Physiol Behav. 2011 Nov 15;
Authors: Blessing W, Mohammed M, Ootsuka Y

Laboratory rats, throughout the 24hour day, alternate between behaviorally active and non active episodes that Kleitman called the basic rest-activity cycle (BRAC). We previously demonstrated that brown adipose tissue (BAT), body and brain temperatures and arterial pressure and heart rate increase in an integrated manner during behaviorally active phases. Studies show that eating is preceded by increases in body and brain temperature, but whether eating is integrated into the BRAC has not been investigated. In the present study of chronically instrumented, unrestrained Sprague-Dawley rats, peaks in BAT temperature occurred every 96±7 and 162±16min (mean±SE, n=14 rats) in dark and light periods respectively, with no apparent underlying regularity. With food available ad libitum, eating was integrated into the BRAC in a temporally precise manner. Eating occurred only after an increase in BAT temperature, commencing 15±1min (mean±SE) after the onset of an increase, with no difference between dark and light phases. There was no preprandial or postprandial relation between intermeal interval and amount eaten during a given meal. Remarkably, with no food available the rat still disturbed the empty food container 16±1min (p>0.05 versus ad libitum food) after the onset of increases in BAT temperature, and not at other times. Rather than being triggered by changes in levels of body fuels or other meal-associated factors, in sedentary laboratory rats with ad libitum access to food eating commences as part of the ultradian BRAC, a manifestation of intrinsic brain activity.

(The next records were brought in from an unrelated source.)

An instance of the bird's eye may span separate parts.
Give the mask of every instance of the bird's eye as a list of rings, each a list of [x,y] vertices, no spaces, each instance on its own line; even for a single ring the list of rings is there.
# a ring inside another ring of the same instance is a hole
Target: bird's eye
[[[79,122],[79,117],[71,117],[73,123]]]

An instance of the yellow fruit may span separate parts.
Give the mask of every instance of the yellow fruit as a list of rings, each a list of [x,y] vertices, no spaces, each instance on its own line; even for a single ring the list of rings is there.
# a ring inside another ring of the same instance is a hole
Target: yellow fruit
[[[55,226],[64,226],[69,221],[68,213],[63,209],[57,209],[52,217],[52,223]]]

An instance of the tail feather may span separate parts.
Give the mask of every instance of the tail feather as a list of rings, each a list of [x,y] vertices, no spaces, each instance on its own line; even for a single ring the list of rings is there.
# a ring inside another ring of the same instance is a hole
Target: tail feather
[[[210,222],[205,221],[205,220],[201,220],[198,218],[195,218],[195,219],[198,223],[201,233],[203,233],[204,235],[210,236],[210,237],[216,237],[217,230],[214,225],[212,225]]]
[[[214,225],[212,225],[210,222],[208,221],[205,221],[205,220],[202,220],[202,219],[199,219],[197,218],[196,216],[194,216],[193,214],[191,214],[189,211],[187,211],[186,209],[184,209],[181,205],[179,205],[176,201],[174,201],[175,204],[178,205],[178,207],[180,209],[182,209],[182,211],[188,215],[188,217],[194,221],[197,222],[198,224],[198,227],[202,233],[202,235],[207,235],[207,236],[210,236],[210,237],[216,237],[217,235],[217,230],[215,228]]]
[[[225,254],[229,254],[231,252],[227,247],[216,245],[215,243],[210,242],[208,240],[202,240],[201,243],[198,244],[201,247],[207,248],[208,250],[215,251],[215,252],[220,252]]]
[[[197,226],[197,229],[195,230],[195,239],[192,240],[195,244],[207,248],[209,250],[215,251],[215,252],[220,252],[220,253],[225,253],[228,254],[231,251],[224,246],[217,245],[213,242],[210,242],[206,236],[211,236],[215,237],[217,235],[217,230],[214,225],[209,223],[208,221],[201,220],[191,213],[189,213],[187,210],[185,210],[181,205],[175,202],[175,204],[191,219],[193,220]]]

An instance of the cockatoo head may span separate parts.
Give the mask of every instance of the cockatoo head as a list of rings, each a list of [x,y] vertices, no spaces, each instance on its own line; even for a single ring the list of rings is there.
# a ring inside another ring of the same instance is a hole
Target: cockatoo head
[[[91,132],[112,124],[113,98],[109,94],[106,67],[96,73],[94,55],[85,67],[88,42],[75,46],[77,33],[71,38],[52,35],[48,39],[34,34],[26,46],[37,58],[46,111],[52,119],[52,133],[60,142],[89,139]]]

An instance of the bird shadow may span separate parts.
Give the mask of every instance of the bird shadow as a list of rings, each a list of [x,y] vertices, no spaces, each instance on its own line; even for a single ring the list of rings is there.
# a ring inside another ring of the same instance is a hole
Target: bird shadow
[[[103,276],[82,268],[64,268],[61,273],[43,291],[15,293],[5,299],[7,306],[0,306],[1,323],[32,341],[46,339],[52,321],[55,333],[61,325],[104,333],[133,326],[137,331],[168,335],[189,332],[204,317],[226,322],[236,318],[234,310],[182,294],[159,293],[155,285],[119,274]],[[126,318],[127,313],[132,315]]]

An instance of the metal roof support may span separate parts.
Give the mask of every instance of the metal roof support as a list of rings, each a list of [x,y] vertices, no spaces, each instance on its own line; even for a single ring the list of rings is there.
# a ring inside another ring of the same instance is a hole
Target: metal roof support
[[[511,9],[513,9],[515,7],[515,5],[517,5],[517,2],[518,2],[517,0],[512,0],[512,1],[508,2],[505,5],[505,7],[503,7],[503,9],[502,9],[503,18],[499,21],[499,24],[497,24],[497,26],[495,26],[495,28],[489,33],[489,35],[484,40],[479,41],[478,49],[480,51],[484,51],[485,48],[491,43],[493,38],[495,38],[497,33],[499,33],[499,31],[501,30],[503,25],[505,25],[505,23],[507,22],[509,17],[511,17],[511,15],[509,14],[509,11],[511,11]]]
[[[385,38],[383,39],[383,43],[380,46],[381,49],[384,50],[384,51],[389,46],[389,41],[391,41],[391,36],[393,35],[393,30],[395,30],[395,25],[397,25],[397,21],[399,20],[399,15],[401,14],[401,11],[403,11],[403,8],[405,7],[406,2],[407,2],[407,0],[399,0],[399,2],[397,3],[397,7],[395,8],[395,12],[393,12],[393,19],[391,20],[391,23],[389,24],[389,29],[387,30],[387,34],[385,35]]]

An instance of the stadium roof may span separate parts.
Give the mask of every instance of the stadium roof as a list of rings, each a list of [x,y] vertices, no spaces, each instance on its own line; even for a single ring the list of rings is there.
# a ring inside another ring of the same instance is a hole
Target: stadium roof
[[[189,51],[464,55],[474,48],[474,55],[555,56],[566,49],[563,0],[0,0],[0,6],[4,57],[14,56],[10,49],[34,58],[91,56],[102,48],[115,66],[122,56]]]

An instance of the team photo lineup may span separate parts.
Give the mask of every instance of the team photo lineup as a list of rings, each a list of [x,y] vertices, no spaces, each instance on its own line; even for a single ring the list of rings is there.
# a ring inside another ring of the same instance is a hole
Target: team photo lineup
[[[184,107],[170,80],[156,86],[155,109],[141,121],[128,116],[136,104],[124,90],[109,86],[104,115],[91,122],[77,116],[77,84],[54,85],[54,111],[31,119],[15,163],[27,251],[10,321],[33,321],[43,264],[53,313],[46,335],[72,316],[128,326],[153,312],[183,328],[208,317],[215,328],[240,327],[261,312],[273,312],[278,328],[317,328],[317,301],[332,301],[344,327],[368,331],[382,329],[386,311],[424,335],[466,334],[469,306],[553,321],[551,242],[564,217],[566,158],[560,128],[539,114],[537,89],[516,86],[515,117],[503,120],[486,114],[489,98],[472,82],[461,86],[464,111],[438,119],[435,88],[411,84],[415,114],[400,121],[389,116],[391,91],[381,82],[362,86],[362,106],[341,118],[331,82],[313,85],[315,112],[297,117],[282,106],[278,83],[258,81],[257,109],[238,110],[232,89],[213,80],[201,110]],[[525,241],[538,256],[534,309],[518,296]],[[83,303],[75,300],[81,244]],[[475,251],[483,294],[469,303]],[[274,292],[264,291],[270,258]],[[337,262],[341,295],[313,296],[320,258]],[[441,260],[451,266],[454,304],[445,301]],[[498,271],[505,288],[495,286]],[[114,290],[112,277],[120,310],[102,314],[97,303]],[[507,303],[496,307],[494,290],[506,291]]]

PMID: 22115948 [PubMed - as supplied by publisher]
Authors: Ootsuka Y, Kulasekara K, de Menezes RC, Blessing WW

Brown adipose tissue (BAT) thermogenesis occurs episodically in an ultradian manner approximately every 80-100 min during the waking phase of the circadian cycle, together with highly correlated increases in brain and body temperatures, suggesting that BAT thermogenesis contributes to brain and body temperature increases. We investigated this in conscious Sprague-Dawley rats by determining whether inhibition of BAT thermogenesis via blockade of beta-3 adrenoceptors with SR59230A interrupts ultradian episodic increases in brain and body temperatures and whether SR59230A acts on BAT itself or via sympathetic neural control of BAT. Interscapular BAT (iBAT), brain, and body temperatures, tail artery blood flow, and heart rate were measured in unrestrained rats. SR59230A (1, 5, or 10 mg/kg ip), but not vehicle, decreased iBAT, body, and brain temperatures in a dose-dependent fashion (log-linear regression P < 0.01, R(2) = 0.3, 0.4, and 0.4, respectively, n = 10). Ultradian increases in BAT, brain, and body temperature were interrupted by administration of SR59230A (10 mg/kg ip) compared with vehicle, resuming after 162 ± 24 min (means ± SE, n = 10). SR59230A (10 mg/kg ip) caused a transient bradycardia without any increase in tail artery blood flow. In anesthetized rats, SR59230A reduced cooling-induced increases in iBAT temperature without affecting cooling-induced increases in iBAT sympathetic nerve discharge. Inhibition of BAT thermogenesis by SR59230A, thus, reflects direct blockade of beta-3 adrenoceptors in BAT. Interruption of episodic ultradian increases in body and brain temperature by SR59230A suggests that BAT thermogenesis makes a substantial contribution to these increases.